Un livre sur Mélanie Cabay
À l’été 1994, Foglia couvrait la Coupe du monde de Soccer, qui se déroulait pour la première fois dans un pays où tout le monde se crisse du soccer. Moi aussi je me crissais du soccer, ce qui ne m’empêchait pas de lire tous les comptes rendus de Foglia. Ma mère était abonnée à La Presse, mais je ne me souviens pas l’avoir vue lire le journal. Elle faisait les mots croisés en déjeunant. En ce qui me concerne, j’épluchais le cahier des sports minutieusement, je connaissais la moyenne au bâton de chacun des frappeurs des Expos, et la moyenne de points mérités de chacun des lanceurs. Pour le reste, je me contentais de survoler les manchettes.

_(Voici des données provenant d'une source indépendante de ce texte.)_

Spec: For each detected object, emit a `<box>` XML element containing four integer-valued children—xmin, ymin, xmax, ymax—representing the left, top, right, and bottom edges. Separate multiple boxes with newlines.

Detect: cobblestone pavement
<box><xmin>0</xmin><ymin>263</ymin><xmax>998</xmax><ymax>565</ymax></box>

Je ne lisais en entier que les articles qui parlaient de Mélanie Cabay.
À l’été 1994, je me demandais souvent qui avait tué Mélanie Cabay.
C'est avec sa verve habituelle que François Blais aborde de plein fouet un sujet difficile et douloureux, celui de la disparition de Mélanie Cabay, survenue le 22 juin 1994. En fait, la disparition et la mort de la jeune femme servent de prétexte à un récit hybride, qui allie enquête policière et réflexions personnelles. Devant la violence faite à des dizaines de jeunes femmes, devant l'incapacité des forces de l'ordre à résoudre ces crimes odieux, François Blais répond avec un mélange de vulnérabilité et de sens critique qui secouent le lecteur. Si les souvenirs de cet été 1994 permettent un voyage dans le temps à la François Blais, la nostalgie est ici teintée de douleur, voire de culpabilité. Ces jeunes femmes qui disparaissent, ces Mélanie, Kristina, Karine ou Rosiana, François Blais les ramène à notre mémoire, leur redonne vie quelques instants, le temps de se dire qu'elles auraient pu être ses sœurs, ses copines, ses professeures. L'enquête qu'a menée François Blais auprès des membres de la famille de Mélanie Cabay, les échanges qu'il a eus avec ses amies et amis, de même que ses lectures minutieuses de tout ce qui concerne ce douloureux épisode n'ont rien de voyeur ou d'opportuniste. Au contraire, la tendresse et la douceur que l'auteur manifeste pour Mélanie, et avec elle, envers toutes les jeunes filles évoquées, rappellent en fin de compte qu'au-delà des statistiques et des “cold cases” se dissimulent des vies remplies de sourires, de promesses et de quotidien heureux.